Vino a fiumi, erotismo costante e piatti meravigliosi! Vi basta per dare una chance a questa nuova serie di Apple TV?
Carême, questo è il titolo della serie, è un giovane cuoco, che nella Parigi di Napoleone diventerà il primo chef rock star della storia, un antesignano dei celebrity chef di oggi, prima di Masterchef della Tv e delle guide.
Un piacere per gli occhi. Tra feste sontuose, abiti haute couture la serie ci porta all’interno dei palazzi del potere a Parigi, degli intrighi, anche amorosi, dell’alta società francese post rivoluzionaria tra violenza giacobina, rigurgiti post monarchici e tanto, ovviamente, desiderio carnale non solo nei piatti.

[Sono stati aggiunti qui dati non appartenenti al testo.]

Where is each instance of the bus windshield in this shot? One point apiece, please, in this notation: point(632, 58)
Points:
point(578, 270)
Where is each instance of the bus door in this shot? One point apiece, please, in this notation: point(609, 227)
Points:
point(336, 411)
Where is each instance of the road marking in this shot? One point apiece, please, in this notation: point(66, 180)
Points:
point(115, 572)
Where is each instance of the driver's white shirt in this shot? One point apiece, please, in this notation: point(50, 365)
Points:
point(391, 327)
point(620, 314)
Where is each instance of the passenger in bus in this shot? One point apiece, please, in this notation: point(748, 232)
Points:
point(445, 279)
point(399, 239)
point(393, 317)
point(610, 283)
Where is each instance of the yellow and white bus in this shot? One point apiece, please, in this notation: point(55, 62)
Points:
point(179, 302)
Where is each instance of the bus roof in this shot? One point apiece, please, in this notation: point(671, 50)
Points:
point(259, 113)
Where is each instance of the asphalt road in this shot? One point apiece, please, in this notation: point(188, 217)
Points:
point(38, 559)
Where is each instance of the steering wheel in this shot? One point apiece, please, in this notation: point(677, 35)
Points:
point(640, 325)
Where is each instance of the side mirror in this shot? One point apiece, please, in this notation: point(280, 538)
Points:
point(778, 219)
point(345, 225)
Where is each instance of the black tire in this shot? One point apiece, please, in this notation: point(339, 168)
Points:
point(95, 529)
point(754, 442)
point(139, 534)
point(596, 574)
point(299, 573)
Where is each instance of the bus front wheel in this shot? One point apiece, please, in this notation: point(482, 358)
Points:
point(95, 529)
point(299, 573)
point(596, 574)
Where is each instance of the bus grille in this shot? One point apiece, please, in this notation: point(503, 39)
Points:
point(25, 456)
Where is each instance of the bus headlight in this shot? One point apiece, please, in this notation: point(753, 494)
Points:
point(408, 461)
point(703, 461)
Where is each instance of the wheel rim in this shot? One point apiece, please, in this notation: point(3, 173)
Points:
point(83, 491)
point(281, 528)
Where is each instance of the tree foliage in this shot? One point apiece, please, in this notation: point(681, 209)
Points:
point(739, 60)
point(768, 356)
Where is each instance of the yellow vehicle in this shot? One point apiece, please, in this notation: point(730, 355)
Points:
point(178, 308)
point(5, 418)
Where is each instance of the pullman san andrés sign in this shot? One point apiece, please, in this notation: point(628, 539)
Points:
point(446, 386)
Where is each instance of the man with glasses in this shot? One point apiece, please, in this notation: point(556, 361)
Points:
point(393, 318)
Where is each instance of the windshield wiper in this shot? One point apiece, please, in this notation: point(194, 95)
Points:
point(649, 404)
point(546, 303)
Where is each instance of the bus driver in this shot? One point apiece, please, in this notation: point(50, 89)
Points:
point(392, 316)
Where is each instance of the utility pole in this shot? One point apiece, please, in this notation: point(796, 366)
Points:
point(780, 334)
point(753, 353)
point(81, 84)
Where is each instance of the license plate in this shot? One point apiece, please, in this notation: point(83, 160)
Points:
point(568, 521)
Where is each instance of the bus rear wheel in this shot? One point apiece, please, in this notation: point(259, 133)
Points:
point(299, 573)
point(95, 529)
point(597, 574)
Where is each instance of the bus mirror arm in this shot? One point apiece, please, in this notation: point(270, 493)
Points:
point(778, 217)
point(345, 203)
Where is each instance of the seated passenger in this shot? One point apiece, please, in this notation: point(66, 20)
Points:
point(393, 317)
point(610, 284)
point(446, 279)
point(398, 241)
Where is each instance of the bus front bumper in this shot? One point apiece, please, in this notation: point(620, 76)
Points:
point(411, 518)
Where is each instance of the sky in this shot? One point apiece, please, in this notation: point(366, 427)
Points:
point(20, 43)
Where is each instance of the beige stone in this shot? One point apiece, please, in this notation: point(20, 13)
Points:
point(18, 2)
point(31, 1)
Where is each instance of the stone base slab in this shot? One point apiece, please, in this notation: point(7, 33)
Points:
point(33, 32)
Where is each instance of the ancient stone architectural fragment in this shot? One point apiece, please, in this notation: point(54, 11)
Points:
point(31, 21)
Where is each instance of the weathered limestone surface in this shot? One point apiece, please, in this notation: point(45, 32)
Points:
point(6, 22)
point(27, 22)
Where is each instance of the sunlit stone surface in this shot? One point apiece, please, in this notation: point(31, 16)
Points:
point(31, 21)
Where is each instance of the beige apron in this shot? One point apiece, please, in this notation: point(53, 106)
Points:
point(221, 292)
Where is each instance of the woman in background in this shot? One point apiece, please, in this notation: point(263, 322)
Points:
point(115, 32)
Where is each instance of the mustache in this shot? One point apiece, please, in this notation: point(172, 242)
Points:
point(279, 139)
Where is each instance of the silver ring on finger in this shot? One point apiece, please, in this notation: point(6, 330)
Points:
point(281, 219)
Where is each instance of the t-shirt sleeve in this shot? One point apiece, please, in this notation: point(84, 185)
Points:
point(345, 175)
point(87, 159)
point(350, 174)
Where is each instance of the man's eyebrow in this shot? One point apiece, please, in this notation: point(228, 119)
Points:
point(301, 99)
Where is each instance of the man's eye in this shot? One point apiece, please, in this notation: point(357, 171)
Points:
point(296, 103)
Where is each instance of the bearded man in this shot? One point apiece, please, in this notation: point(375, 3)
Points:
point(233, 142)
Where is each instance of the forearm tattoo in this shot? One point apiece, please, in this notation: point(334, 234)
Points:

Antonine Carême partendo dalla pasticceria del padre adottivo, si fa strada a colpi di piatti succulenti e notevole charme sul pubblico femminile nella cucina del potente ministro Talleyrand, anche lui rock star della politica, e grande amante della buona tavola. È a lui ad esempio che si deve la celebre frase: “Quando un negoziato va male, bisogna dare un pranzo”.
Benjamin Voisin nei panni del cuoco geniale e tombeur de femmes regala un’ interpretazione da oscar (o meglio da César), con outfit che lo fanno assomigliare più a un indie rocker degli anni zero che uno chef della Francia del Primo Impero, con un afflato pop à la Sofia Coppola di Marie Antoniette.
L’abilità politica di monsieur Talleyrand unita all’arte culinaria del giovane cuoco rock si salderanno in una serie di intrighi di potere in cui la cucina e il suo potere seduttivo saranno usate come armi di (geo)politica nello scacchiere francese ed europeo, con risultati sorprendenti.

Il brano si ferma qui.